A trampoline is a device consisting of a piece of taut, strong fabric stretched between a steel frame using many coiled springs. People bounce on trampolines for recreational and competitive purposes. The fabric that users bounce on (commonly known as the "bounce mat" or "trampoline bed") is not elastic itself; the elasticity is provided by the springs that connect it to the frame, which store potential energy.
There are two generic types of trampoline, competitive and recreational.

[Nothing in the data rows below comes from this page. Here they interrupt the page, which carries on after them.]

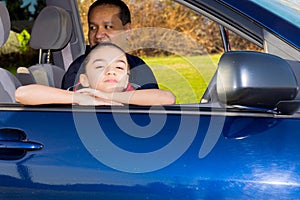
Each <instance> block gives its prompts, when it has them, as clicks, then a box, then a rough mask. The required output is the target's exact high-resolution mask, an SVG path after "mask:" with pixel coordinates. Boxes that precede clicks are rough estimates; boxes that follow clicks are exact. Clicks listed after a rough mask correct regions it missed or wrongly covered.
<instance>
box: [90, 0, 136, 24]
mask: <svg viewBox="0 0 300 200" xmlns="http://www.w3.org/2000/svg"><path fill="white" fill-rule="evenodd" d="M103 5H113V6H116V7H118V8H119V9H120V13H119V18H120V20H121V21H122V25H123V26H124V25H126V24H127V23H131V16H130V11H129V8H128V6H127V5H126V4H125V3H124V2H123V1H121V0H96V1H95V2H94V3H93V4H92V5H91V6H90V8H89V11H88V18H90V14H91V11H92V10H93V9H94V8H95V7H97V6H103Z"/></svg>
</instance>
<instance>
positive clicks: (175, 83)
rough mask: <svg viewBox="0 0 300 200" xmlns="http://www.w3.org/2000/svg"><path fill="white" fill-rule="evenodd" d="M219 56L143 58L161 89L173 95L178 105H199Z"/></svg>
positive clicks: (216, 62) (217, 55)
mask: <svg viewBox="0 0 300 200" xmlns="http://www.w3.org/2000/svg"><path fill="white" fill-rule="evenodd" d="M219 58H220V55H213V56H211V55H210V56H208V55H202V56H190V57H179V56H168V57H144V58H143V60H144V61H145V62H146V63H147V64H148V65H149V66H150V67H151V69H152V70H153V73H154V75H155V77H156V79H157V81H158V84H159V87H160V88H161V89H167V90H170V91H172V92H173V93H174V95H175V96H176V98H177V102H176V103H179V104H188V103H199V102H200V99H201V97H202V95H203V93H204V92H205V89H206V87H207V85H208V83H209V81H210V79H211V78H212V76H213V74H214V72H215V70H216V67H217V63H218V60H219Z"/></svg>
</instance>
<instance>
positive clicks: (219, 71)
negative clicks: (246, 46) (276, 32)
mask: <svg viewBox="0 0 300 200" xmlns="http://www.w3.org/2000/svg"><path fill="white" fill-rule="evenodd" d="M77 9H78V8H77V4H76V3H74V1H60V0H48V1H47V6H46V7H45V8H43V10H42V11H41V12H40V14H39V16H38V17H37V18H36V20H35V22H34V25H33V28H32V32H31V39H30V46H31V47H32V48H33V49H38V50H39V63H38V64H37V65H34V66H30V67H28V68H27V67H19V68H18V70H17V74H16V76H14V75H13V74H11V73H10V72H9V71H7V70H5V69H3V68H0V77H1V79H0V91H1V92H0V101H1V102H5V103H16V101H15V98H14V91H15V89H16V88H17V87H19V86H20V85H27V84H31V83H37V84H43V85H49V86H52V87H57V88H59V87H60V86H61V80H62V77H63V74H64V72H65V70H66V69H67V67H68V66H69V64H70V63H71V62H72V61H73V60H74V59H75V58H76V57H78V56H79V55H81V54H83V52H84V51H85V45H84V44H85V43H84V38H83V31H82V28H81V24H80V18H79V16H78V13H77V12H75V11H74V10H77ZM202 12H203V11H202ZM49 16H51V17H50V19H51V20H49ZM250 26H253V25H250ZM220 27H221V30H224V29H222V28H223V27H222V26H220ZM0 28H1V29H0V42H1V43H0V45H1V46H2V45H3V44H4V43H5V41H6V40H7V38H8V35H9V31H10V19H9V13H8V11H7V9H6V7H5V6H4V5H3V4H2V3H1V2H0ZM253 30H256V29H255V28H254V29H253ZM257 32H258V30H257ZM222 33H224V35H222V36H223V42H224V47H227V46H228V44H227V43H228V41H226V37H227V36H226V33H225V32H222ZM263 34H265V35H266V38H267V39H266V40H267V42H269V43H268V44H266V46H267V48H268V52H271V53H272V52H276V51H279V49H278V48H277V47H276V46H273V45H272V43H273V40H274V41H277V40H276V39H275V38H272V36H269V34H267V33H263ZM257 40H261V39H260V38H257ZM258 43H259V42H258ZM225 51H226V48H225ZM277 54H278V52H277ZM282 55H283V58H287V59H291V56H294V54H293V53H291V54H289V55H290V57H289V58H288V57H286V56H287V54H286V53H284V52H283V53H282ZM295 55H296V53H295ZM50 58H52V59H53V61H52V60H51V59H50ZM50 60H51V61H50ZM253 60H256V61H257V62H255V64H254V63H253ZM291 63H292V62H291ZM266 64H268V65H270V66H272V76H268V78H266V77H265V76H255V77H254V76H253V74H266V73H268V72H266V71H263V69H264V67H263V66H264V65H266ZM289 65H290V63H287V62H286V61H285V60H284V59H280V58H279V57H275V56H271V55H269V54H267V53H262V52H261V53H259V52H257V53H253V52H246V51H241V52H234V51H228V52H225V53H224V54H223V55H222V57H221V59H220V61H219V63H218V70H217V72H216V74H215V75H214V78H213V79H212V81H211V82H210V84H209V86H208V88H207V90H206V92H205V94H204V96H203V98H202V100H201V103H204V104H207V103H215V102H217V103H218V105H221V106H224V105H226V106H227V107H243V106H246V107H263V108H266V109H272V110H274V109H275V110H276V109H277V107H278V106H277V105H278V103H279V102H281V101H282V100H285V101H291V100H294V99H295V97H296V96H297V94H298V83H297V78H296V76H295V74H294V72H293V71H292V70H291V69H292V68H291V67H290V66H289ZM242 76H243V77H242ZM245 77H247V78H248V79H249V80H248V79H247V80H248V82H247V83H246V84H245V81H244V79H245ZM242 78H243V80H242ZM278 79H280V80H283V81H281V82H278V81H276V80H278ZM250 80H253V81H250ZM258 83H259V84H258ZM296 104H297V103H296ZM297 105H298V104H297ZM296 108H297V106H296ZM296 108H293V109H292V110H293V112H294V110H295V109H296Z"/></svg>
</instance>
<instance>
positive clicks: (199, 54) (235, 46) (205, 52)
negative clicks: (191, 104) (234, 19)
mask: <svg viewBox="0 0 300 200" xmlns="http://www.w3.org/2000/svg"><path fill="white" fill-rule="evenodd" d="M125 2H126V3H127V4H128V5H129V8H130V10H131V12H132V20H133V21H132V31H131V35H130V37H129V38H130V46H129V49H127V51H128V52H130V53H132V54H134V55H137V56H139V57H141V58H143V60H144V61H145V62H146V63H147V64H148V65H149V66H150V68H151V69H152V70H153V73H154V75H155V77H156V79H157V81H158V84H159V87H160V88H161V89H165V90H170V91H171V92H173V93H174V95H175V96H176V103H177V104H197V103H200V101H201V99H202V96H203V94H204V93H205V91H206V90H207V87H208V86H209V83H210V81H211V80H212V77H213V75H214V74H215V72H216V69H217V66H218V61H219V59H220V57H221V55H222V54H223V53H224V52H225V51H226V49H224V43H223V42H224V37H227V39H228V41H229V43H228V45H229V46H230V50H253V51H262V50H263V49H262V48H261V47H258V46H257V45H255V44H254V43H251V42H249V41H247V40H245V39H243V38H242V37H241V36H239V35H238V34H236V33H235V32H234V31H231V30H229V29H227V28H226V29H224V30H225V33H226V36H224V35H223V38H222V34H221V32H220V30H222V27H221V26H220V24H219V23H216V22H214V21H212V20H211V19H209V18H207V17H206V16H204V15H202V14H200V13H197V12H196V11H193V10H191V9H190V8H187V7H185V6H184V5H182V4H180V3H178V2H175V1H168V0H165V1H156V0H150V1H147V2H146V3H145V2H142V1H136V2H135V1H125ZM83 5H85V4H84V2H79V5H78V7H79V8H80V9H79V10H81V9H85V11H84V12H82V13H86V12H87V7H86V6H85V7H82V6H83ZM144 16H147V17H144ZM85 17H86V15H82V19H81V20H82V22H83V23H82V24H83V32H84V33H87V30H86V29H87V24H86V19H85ZM21 34H22V33H19V34H18V35H21ZM23 34H24V33H23ZM85 37H87V36H86V35H85ZM86 40H87V39H86ZM14 41H15V40H14ZM7 45H9V44H7ZM30 52H32V51H28V53H30ZM34 52H37V51H34ZM23 53H24V52H23ZM23 53H21V55H23ZM1 56H2V59H4V58H5V53H1ZM34 56H36V57H37V54H34ZM36 59H38V58H36ZM22 60H24V65H23V66H25V67H28V66H30V65H29V64H28V63H25V61H26V60H27V59H24V58H22ZM20 65H21V64H18V66H14V67H15V68H16V67H19V66H20ZM4 67H8V68H10V66H4ZM15 68H10V70H11V71H12V73H13V74H15V73H16V69H15Z"/></svg>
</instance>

The frame of a competitive trampoline is made of steel and can be made to fold up for transportation to competition venues. The trampoline bed is rectangular 4.28 by 2.14 metres (14 ft 1 in × 7 ft 0 in) in size fitted into the 5.05 by 2.91 metres (17 ft × 10 ft) frame  with around 110 steel springs (the actual number may vary by manufacturer). The bed is made of a strong fabric, although this is not itself elastic; the elasticity is provided only by the springs. The fabric can be woven from webbing, which is the most commonly used material
Recreational trampolines for home use are less sturdily constructed than competitive ones and their springs are weaker. They may be of various shapes, though most are circular, octagonal or rectangular. The fabric is usually a waterproof canvas or woven polypropylene material. As with competitive trampolines, recreational trampolines are usually made using coiled steel springs to provide the rebounding force, but spring-free trampolines also exist.